Telling Our Stories:
"Lexlexey'em"
Story telling is the Shuswap
way of passing our history
to the next generations
I dedicate this site to my grandmother Clotilde Thomas.(1907-2007)
My Name is Rick Gilbert and I am the eldest grandchild of Clotilde and Frank Thomas. In this picture, Clotilde is nearing her One hundredth birthday. That is me playing the fiddle with her playing the harmonica. She always carried her mouth organs, as she called them, in her handbag and at the slightest suggestion would whip one out and begin playing. Even if it were in the midst of a busy restaurant.

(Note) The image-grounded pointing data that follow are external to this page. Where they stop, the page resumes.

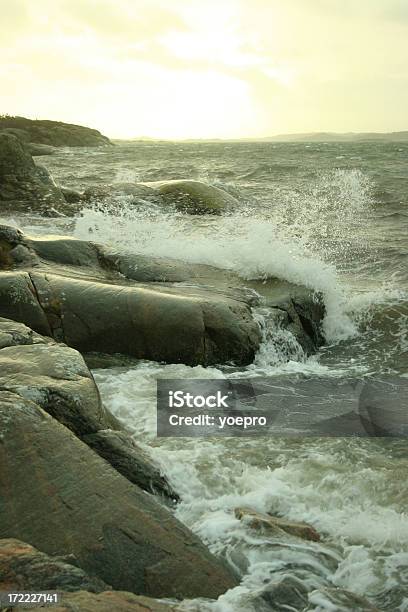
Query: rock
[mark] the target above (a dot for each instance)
(60, 496)
(161, 322)
(36, 149)
(195, 197)
(275, 525)
(95, 298)
(285, 593)
(54, 133)
(338, 600)
(56, 378)
(24, 568)
(23, 185)
(109, 601)
(129, 459)
(138, 190)
(71, 195)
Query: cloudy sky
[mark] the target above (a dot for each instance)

Clotilde and husband Frank raised me from birth to manhood on the Sugar Cane Indian Reserve near Williams Lake, British Columbia, Canada. I had many good times and some bad growing up on Sugar Cane. The purpose of this website is for me to relay some of the good times and the good and sometimes funny things that happened as I grew up. I'm hoping that if by chance any of our youth were to read any of my stories, they could get some sense of how life then compares to life on the reserve today and perhaps get a better understanding of their heritage.
I recently spoke to other people who grew up on Sugar Cane and mentioned my idea of writing my short stories about my youth on Sugar Cane. We immediately broke into different stories that we remembered well. Perhaps, if this site goes over well, I might begin accepting stories from others who cherished their life of growing up on Sugar Cane and, who knows, other reserves.